Possible Risks for the Patient
While hypertension is a dangerous condition by itself, it also increases the risks of hypertensive patients developing other undesirable conditions. The major risks faced by patients with high blood pressure are those for coronary heart disease, stroke, and cardiovascular mortality (Fuchs, 2018). Other risks that are frequently reported among patients with high blood pressure are hypertensive cardiomyopathy, heart failure, aortic syndromes, chronic kidney disease, dementia, diabetes mellitus, etc. According to the patient’s lipid panel, the patient is at risk of cardiovascular complications due to low HDL cholesterol levels (Jewel, 2017). At the same time, LDL cholesterol levels are almost twice higher than the desirable norm, which increases the risk of heart disease. Finally, the level of triglycerides is extremely high. With 1000 mg/dl it exceeds the normal level of less than 150 mg/dl more than six times thus increasing the risk for pancreatitis. The patient receives Glucophage for type II diabetes mellitus, which is usually prescribed in overweight patients who fail to provide glycemic control through dietary management and exercise.
Interpretation of HbA1c Laboratory Value
The value of Glycosylated Hemoglobin (HbA1c) indicates if a person has diabetes. The revealed 7% mean that the average blood sugar of the patient is 152 mg/dl. Considering the fact that the normal range for the level of A1c hemoglobin is between 4% and 5.6%, the patient has an increased blood glucose level. Levels of 6.5% and higher are considered to be the results of abnormal body function and the indicators of diabetes. Therefore, this test proves that the patient has diabetes as it is stated in her history.

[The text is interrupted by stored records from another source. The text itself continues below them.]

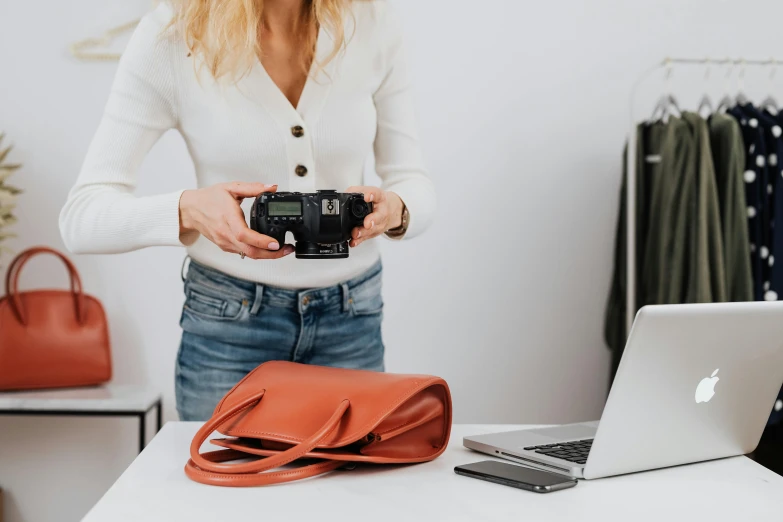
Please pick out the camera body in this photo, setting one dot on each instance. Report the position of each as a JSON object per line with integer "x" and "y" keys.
{"x": 321, "y": 222}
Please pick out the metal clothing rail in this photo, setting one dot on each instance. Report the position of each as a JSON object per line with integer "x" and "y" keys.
{"x": 630, "y": 225}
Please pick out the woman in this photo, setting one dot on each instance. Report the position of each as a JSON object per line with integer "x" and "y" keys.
{"x": 268, "y": 94}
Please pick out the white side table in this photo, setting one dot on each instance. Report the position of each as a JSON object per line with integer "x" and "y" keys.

To summarizing, it should be mentioned that the patient is at high risk for serious heart problems. In addition to already diagnosed diabetes and primary hypertension, the patient has been recently diagnosed with chronic bronchitis. Moreover, the patient is suspected of heart failure that can be a result of her health problems. Still, the majority of conditions are caused by her lifestyle. Long-term smoking, the lack of a healthy diet, and probably poor activity led to obesity and chronic bronchitis, which increase the risks for developing more serious heart problems.
Fayyaz, J. (2018). Web.
Centers for Disease Control and Prevention. (2016). High blood pressure fact sheet. Web.
Fuchs, F. D. (2018). Essentials of hypertension. The 120/80 paradigm. Cham, Switzerland: Springer.
Jewel, T. (2017). Health Line. Web.
Poulter, N., Prabhakaran, D., & Caulfield, M. (2015). The Lancet, 386(9995), 801-812. Web.